Los neozelandeses, autores de una ejemplar reforma liberal, a finales de los años ochenta, hundidos por el peso del estatismo y el lastre de la fantasía del Estado de Bienestar, más pobres que España en ese momento, decidieron jugar la carta de la apertura económica, y en menos de una década le dieron la vuelta a la situación. ¿Cómo? Reduciendo los subsidios, eliminando los contratos de trabajo sectoriales, liberalizando las relaciones laborales, reduciendo los impuestos y desregulando muchas actividades económicas. Y lo interesante es que esa reforma liberal no la hizo la derecha, sino los laboristas, porque esas políticas públicas que escandalizan a los neopopulistas pertenecen al ámbito del sentido común y de la experiencia.

Le haría bien al profesor Haroldo Dilla leer los papeles del exdiputado sueco Mauricio Rojas sobre la realidad de su país de adopción, especialmente su libroReinventar el Estado de Bienestar. Rojas, que llegó a Suecia como un exiliado chileno que huía del pinochetismo, entonces convencido de las ventajas del estatismo, poco a poco se transformó en liberal. ¿Por qué?

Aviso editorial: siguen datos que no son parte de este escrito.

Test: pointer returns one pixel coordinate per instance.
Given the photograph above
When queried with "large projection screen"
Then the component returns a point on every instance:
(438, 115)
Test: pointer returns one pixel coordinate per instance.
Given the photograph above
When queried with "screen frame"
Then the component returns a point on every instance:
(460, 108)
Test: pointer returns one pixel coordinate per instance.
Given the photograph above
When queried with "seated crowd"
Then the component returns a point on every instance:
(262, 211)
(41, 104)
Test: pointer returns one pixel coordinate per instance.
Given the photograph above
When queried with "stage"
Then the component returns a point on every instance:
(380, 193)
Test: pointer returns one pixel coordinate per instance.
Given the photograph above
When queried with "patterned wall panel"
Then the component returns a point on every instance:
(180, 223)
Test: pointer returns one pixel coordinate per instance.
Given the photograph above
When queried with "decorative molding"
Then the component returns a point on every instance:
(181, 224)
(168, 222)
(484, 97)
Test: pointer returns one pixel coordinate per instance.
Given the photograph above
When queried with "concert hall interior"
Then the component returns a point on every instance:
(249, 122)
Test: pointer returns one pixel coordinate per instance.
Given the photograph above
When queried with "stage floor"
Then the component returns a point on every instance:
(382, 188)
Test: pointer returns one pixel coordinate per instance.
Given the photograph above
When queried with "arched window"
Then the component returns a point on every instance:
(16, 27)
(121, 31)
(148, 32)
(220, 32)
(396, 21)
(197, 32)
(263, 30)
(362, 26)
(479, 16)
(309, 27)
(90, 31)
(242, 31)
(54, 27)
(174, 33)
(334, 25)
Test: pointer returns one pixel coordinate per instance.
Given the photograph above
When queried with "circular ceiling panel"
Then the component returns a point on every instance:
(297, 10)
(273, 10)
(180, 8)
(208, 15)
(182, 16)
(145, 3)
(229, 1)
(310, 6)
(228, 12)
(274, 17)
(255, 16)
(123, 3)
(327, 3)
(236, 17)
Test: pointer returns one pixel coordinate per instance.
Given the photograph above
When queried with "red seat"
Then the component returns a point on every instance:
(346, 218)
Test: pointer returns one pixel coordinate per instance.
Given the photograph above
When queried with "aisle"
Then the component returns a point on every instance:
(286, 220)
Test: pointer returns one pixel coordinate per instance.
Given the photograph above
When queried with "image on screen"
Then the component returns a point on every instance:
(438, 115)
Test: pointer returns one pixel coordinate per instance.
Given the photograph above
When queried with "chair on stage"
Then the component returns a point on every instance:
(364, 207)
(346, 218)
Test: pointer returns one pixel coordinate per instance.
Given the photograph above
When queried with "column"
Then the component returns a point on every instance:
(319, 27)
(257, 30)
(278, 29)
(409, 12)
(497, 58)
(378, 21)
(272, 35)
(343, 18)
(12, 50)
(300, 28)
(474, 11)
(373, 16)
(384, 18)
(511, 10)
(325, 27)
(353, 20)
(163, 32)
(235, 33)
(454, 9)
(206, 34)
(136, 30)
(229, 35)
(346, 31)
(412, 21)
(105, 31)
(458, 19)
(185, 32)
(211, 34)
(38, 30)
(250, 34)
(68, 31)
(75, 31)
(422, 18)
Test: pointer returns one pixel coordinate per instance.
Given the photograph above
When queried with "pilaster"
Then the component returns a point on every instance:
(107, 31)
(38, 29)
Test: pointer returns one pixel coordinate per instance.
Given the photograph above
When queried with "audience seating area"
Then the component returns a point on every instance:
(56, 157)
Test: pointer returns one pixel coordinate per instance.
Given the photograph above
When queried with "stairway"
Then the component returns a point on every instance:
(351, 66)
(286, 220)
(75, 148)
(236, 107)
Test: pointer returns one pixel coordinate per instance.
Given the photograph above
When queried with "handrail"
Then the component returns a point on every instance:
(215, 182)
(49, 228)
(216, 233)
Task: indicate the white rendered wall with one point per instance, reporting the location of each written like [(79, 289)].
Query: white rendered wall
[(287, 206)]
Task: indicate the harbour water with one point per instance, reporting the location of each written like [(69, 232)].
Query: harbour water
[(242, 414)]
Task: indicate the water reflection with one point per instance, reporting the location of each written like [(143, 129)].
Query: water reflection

Porque fue testigo del peligroso descalabro del mítico modelo socialista sueco cuando, en 1993, el gasto público alcanzaba el 72.4% del PIB y la inflación y el desempleo se dispararon. ¿Qué hicieron para salvar la situación? Según Rojas, liquidaron el monopolio estatal sobre la provisión de servicios abriéndose a la empresa privada, redujeron los subsidios, introdujeron la competencia y delegaron las decisiones educativas y sanitarias en el usuario mediante un sistema devouchers. Es decir, recurrieron a muchas de las medidas propuestas por los liberales.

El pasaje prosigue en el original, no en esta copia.